The Bill’s proposals include a ban on foreigners from directly buying agricultural land in South Africa. Instead, non-residents would be allowed to take long leases (30 to 50 years) on properties, or buy through a black majority-owned entity. Furthermore, foreigners wishing to sell agricultural land they already own must give the Minister of Rural Development and Land Reform first option. The Minister would have 90 days to take up the offer, after which it can be sold to a citizen – or even expropriated.

The existing status quo, which has been a vexatious issue, is that the seller should be offered a fair price. And this has generally been the case with most land reform transactions which fall under the 1975 Land Expropriation Act. However, the water has recently been muddied by the cry of the EFF and others who want the Constitution amended to allow the expropriation of property without compensation. If the issue is backed by a two thirds majority in Parliament this decision could be taken.

Under the new proposed dispensation a Land Commission will be established, to which, if the Bill becomes law, every owner of private agricultural land must lodge a notification within 12 months of the commencement of the Act (if enacted in its present form) which must include race, gender and nationality of the owner – plus the size and the use of the agricultural holding.

There are existing provisions  containing the outright prohibition of private ownership of land on the grounds “of national interest” and areas of historical and cultural significance and national security; examples include coastal and conservation areas, water catchment areas, land close to military installations and national borders, and so on.

The thorny issue of regulation of land ownership goes back over a century. Efforts to right the wrong by the present government have reaped mixed rewards. Often pushed aside in the spotlight of solutions to empowering black South Africans disenfranchised from land, has been the possible detrimental effect of transferring productive agricultural land without sustainable backup and support for the new owners.

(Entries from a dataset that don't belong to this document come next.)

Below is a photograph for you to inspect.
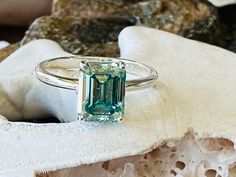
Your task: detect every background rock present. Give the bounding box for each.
[21,0,223,56]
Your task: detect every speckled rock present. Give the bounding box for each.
[21,0,221,56]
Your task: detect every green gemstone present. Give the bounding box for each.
[77,60,126,122]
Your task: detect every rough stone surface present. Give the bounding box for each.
[21,0,221,56]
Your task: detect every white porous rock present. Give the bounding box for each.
[0,27,236,177]
[0,41,9,49]
[208,0,236,7]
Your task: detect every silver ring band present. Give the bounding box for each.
[35,56,158,90]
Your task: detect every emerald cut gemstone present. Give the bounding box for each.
[77,60,126,122]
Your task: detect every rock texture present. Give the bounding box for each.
[0,27,236,177]
[21,0,221,56]
[208,0,236,7]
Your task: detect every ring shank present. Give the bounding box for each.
[35,56,158,90]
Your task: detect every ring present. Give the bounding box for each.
[35,56,158,122]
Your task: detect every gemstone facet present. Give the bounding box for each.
[77,60,126,122]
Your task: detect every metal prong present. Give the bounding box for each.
[119,61,125,69]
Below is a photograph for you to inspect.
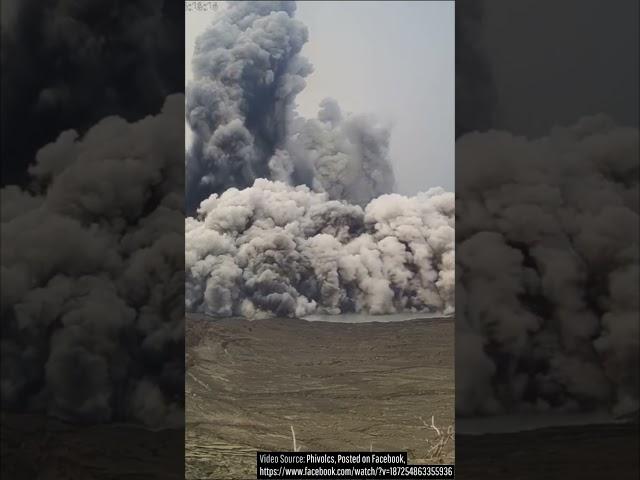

We must seriously bear in mind that South Africa is an arid country. Arable, fertile land is scarce. For example, only 3% is considered truly fertile land, compared with, for example, India where arable land covers 53% of the country. Only one third of our country receives enough water for crop production, but only about 30% of this area has fertile soil. Overall, most of our country’s land surface (69%) is suitable for grazing and livestock – by far our largest agricultural sector. Furthermore, South Africa has less than two-thirds the number of farms it had in the 90s.

Lack of water, we know to our cost, is another natural barrier to productive land – having experienced South Africa’s worst drought in two decades.

There is, however, another troubling factor; our population is growing at around 2% a year and is expected to reach 82 million by 2035. Also, the pattern of food demand is changing as South Africans become wealthier, creating a shift from staple grain crops such as maize and wheat, to such consumables as chicken and eggs. Nevertheless, maize, rice and wheat, according to a recent survey, account for 4,8% of total spending for the average South African household – up to 8% for rural households. Even more alarming, the survey reports, 22% of households in SA run out of money to buy food before month-end.

A major consideration facing the authorities as they pursue the concept of land redistribution must be to ensure that the process is not retrogressive, in that productive land is not transferred into unproductive hands. Over the past years there have been reports of farms passing into ownership lacking the skills or the financial wherewithal to maintain agricultural output.

Therefore, hand in hand with the realigning of productive land ownership must be the means of supporting, through training, advising, and meaningful financial aid, to ensure that our precious, and vulnerable, agricultural resource does not in any way diminish, but grows and prospers.